InstructionOperandsSets FlagsNaN Handling
COMISSxmm, xmm/m32ZF, PF, CFRaises #IA exception
COMISDxmm, xmm/m64ZF, PF, CFRaises #IA exception
UCOMISSxmm, xmm/m32ZF, PF, CFQuiet (no exception)
UCOMISDxmm, xmm/m64ZF, PF, CFQuiet (no exception)
section .data
    pi    dq 3.14159
    e     dq 2.71828

section .text
    movsd xmm0, [pi]
    movsd xmm1, [e]
    
    ucomisd xmm0, xmm1    ; Compare pi vs e (quiet NaN handling)
    
    ; Use UNSIGNED condition codes (not JG/JL!):
    ja  .pi_greater       ; Jump if pi > e (Above)
    jb  .pi_less          ; Jump if pi < e (Below)
    je  .equal            ; Jump if pi == e
    jp  .unordered        ; Jump if either is NaN (Parity)

; Checking for NaN:
check_nan:
    ucomisd xmm0, xmm0    ; Compare value with itself
    jp .is_nan            ; NaN != NaN, sets PF=1
    ; Not NaN
.is_nan:
    ; Handle NaN case
Critical: After floating-point compare, use unsigned branch instructions (JA, JB, JAE, JBE) not signed (JG, JL)! The flag encodings are different.

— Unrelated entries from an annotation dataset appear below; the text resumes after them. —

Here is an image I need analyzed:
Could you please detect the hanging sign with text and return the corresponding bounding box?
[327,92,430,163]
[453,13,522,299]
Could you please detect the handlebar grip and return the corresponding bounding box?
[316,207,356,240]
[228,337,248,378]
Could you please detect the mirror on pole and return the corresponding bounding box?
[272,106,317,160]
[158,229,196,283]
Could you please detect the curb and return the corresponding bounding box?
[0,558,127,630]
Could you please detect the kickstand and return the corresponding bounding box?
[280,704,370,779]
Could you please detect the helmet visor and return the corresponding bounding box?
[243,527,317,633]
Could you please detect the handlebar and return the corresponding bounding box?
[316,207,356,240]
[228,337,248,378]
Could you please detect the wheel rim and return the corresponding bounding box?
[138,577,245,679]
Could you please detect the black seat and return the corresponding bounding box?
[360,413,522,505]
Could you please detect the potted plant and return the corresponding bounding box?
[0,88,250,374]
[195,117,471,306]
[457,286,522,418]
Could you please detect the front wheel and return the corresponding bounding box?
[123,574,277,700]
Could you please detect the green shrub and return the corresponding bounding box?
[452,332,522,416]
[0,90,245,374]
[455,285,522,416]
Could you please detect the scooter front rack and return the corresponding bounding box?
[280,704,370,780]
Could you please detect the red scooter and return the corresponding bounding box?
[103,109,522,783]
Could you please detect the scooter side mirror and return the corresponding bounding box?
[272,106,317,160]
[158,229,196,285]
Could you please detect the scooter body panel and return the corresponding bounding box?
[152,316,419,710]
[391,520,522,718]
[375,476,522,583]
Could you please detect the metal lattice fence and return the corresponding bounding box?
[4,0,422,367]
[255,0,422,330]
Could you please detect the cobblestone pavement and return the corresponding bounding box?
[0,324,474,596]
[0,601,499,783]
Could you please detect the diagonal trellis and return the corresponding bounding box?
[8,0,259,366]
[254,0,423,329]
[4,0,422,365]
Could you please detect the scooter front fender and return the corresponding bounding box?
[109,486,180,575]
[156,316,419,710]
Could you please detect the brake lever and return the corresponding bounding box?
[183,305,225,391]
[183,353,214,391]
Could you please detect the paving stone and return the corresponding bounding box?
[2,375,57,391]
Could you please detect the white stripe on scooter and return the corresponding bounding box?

Exercise: Max of Two Doubles

; max_double(xmm0, xmm1) -> xmm0
max_double:
    ucomisd xmm0, xmm1
    ja .done              ; If xmm0 > xmm1, already have max
    movsd xmm0, xmm1      ; Else xmm0 = xmm1
.done:
    ret

; Or use MAXSD instruction:
max_double_v2:
    maxsd xmm0, xmm1      ; xmm0 = max(xmm0, xmm1)
    ret

x87 vs SSE: When to Use

Aspectx87 FPUSSE/SSE2
Register ModelStack (ST0-ST7)Flat (XMM0-XMM15)
Precision80-bit extended32/64-bit only
SIMD SupportNone4 floats or 2 doubles
Calling ConventionVaries, complexClean (XMM0 returns)
Modern UseLegacy code onlyPreferred for new code
TranscendentalsBuilt-in (FSIN, FCOS)None (use libraries)

Decision Guide

  • Use SSE/SSE2: New code, performance-critical, ABI compliance, SIMD potential
  • Use x87: Need 80-bit precision, built-in transcendental functions, legacy code maintenance
  • Use AVX/AVX-512: When you need 256/512-bit vectors (see Part 12)
; Modern approach (SSE2) - Preferred!
add_doubles_sse:
    movsd xmm0, [value1]
    addsd xmm0, [value2]      ; xmm0 = value1 + value2
    movsd [result], xmm0
    ret

; Legacy approach (x87) - Avoid unless necessary
add_doubles_x87:
    fld qword [value1]        ; Push value1 to ST0
    fadd qword [value2]       ; ST0 = ST0 + value2
    fstp qword [result]       ; Pop ST0 to result
    ret
Compiler Default: Modern compilers (GCC, Clang, MSVC) default to SSE for floating-point. x87 is only used when explicitly requested (-mfpmath=387) or for 80-bit long double.